Petugas sensus ekonomi 2026 melakukan pendataan tempat produksi Usaha Mikro, Kecil dan Menengah (UMKM) ikan kayu di Lambaro Skep, Banda Aceh, Aceh, Selasa (16/6/2026).
REPUBLIKA.CO.ID, JAKARTA -- Badan Pusat Statistik (BPS) menegaskan pelaksanaan Sensus Ekonomi 2026 tidak berkaitan dengan urusan perpajakan. Penegasan ini disampaikan agar masyarakat tidak khawatir memberikan informasi yang dibutuhkan dalam proses pendataan.
Kepala BPS, Amalia Adininggar Widyasanti, mengatakan data yang disampaikan masyarakat dalam Sensus Ekonomi akan dijaga kerahasiaannya. Karena itu ia mengimbau masyarakat yang belum didata untuk tetap berpartisipasi dalam sensus.
"Jangan khawatir, data akan kami jaga kerahasiaannya dan juga kami jamin ini tidak ada kaitannya dengan perpajakan," kata Amalia di Jakarta, Jumat (28/8/2026).
Ia juga mengajak masyarakat mengingatkan keluarga, kerabat, tetangga, dan rekan yang belum mengikuti pendataan agar ikut berpartisipasi. Menurutnya keterlibatan masyarakat dibutuhkan agar BPS memperoleh data yang lebih lengkap mengenai aktivitas ekonomi warga.
BPS memberikan alternatif bagi masyarakat yang ingin mengisi data secara mandiri. Warga bisa menggunakan kuesioner online yang disediakan BPS tanpa harus menjawab pertanyaan langsung kepada petugas.

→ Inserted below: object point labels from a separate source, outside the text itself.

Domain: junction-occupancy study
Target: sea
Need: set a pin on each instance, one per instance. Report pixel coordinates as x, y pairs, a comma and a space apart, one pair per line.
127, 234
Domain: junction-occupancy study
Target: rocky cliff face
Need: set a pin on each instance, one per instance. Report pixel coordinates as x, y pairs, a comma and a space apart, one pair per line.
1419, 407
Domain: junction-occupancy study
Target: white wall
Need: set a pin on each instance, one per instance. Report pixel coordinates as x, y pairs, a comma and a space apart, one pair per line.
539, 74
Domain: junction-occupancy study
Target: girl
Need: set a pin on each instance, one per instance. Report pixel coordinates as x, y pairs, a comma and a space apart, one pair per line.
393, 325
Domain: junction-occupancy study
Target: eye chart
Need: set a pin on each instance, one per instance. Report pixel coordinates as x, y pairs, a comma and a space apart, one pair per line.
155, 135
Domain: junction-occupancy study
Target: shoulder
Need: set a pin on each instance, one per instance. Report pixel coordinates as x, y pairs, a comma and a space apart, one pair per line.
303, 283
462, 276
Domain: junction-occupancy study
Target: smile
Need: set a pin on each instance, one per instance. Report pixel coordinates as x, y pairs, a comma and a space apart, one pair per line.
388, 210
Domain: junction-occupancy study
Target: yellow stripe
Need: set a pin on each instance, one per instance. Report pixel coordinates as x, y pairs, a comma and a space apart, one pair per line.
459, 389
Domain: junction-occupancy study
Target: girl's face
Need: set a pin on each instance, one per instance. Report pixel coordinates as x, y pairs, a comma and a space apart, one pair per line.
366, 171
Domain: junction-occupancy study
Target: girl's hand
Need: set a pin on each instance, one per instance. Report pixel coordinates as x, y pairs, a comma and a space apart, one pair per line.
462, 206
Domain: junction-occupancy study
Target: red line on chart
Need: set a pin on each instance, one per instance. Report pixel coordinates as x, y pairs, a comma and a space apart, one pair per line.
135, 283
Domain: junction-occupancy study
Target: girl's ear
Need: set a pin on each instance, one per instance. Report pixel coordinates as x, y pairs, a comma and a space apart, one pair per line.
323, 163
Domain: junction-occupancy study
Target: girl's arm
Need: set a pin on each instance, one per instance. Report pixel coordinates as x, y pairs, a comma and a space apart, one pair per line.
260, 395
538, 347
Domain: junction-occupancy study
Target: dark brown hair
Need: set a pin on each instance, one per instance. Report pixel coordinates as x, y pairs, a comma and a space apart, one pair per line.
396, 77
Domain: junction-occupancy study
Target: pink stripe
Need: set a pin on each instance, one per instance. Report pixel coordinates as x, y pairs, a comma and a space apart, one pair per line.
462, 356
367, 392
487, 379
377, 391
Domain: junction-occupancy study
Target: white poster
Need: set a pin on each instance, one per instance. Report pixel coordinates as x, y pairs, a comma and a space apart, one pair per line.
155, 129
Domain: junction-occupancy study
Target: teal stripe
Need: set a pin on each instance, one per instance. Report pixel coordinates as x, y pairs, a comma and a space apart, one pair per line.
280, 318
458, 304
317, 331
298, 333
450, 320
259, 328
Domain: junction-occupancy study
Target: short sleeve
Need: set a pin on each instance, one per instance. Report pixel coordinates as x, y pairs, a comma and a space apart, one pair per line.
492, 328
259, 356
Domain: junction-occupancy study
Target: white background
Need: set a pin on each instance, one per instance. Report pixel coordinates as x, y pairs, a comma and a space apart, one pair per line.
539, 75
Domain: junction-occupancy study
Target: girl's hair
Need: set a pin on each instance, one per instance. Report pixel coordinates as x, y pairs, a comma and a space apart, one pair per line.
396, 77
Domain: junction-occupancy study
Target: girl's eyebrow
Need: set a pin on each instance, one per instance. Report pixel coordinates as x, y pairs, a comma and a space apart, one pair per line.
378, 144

"Kalau memang ingin mengisi secara mandiri, kami juga sudah siapkan kuesioner online dengan link-nya nanti bisa dimintakan kepada para petugas yang datang," ujar Amalia.
Menurut Amalia, pilihan pengisian mandiri ini memudahkan masyarakat yang ingin mengisi kuesioner sendiri. Warga tetap bisa berpartisipasi dalam Sensus Ekonomi dengan mengisi informasi yang dibutuhkan lewat kuesioner online.
Dalam kesempatan yang sama, Ketua MPR Ahmad Muzani menerima petugas BPS yang melakukan pendataan Sensus Ekonomi di kediamannya. Muzani menjawab sejumlah pertanyaan mengenai jumlah keluarga serta kegiatan usaha yang dijalankan keluarga maupun anggota keluarganya.
Muzani berharap pelaksanaan Sensus Ekonomi berjalan lancar dan diikuti sebanyak mungkin masyarakat. Ia menilai data yang diperoleh dari sensus penting bagi negara untuk mengetahui aktivitas ekonomi masyarakat, sehingga kebijakan yang diambil bisa didasarkan pada data dan angka yang benar.
"Saya berharap kegiatan ini bisa berjalan lancar dan diikuti sebanyak mungkin oleh warga negara Indonesia," kata politisi Gerindra ini.
Setelah proses pendataan selesai, rumah Muzani dipasangi stiker sebagai bukti bahwa penghuni rumah tersebut sudah mengikuti Sensus Ekonomi. BPS berharap masyarakat tidak ragu berpartisipasi agar pendataan bisa menghasilkan data ekonomi yang akurat.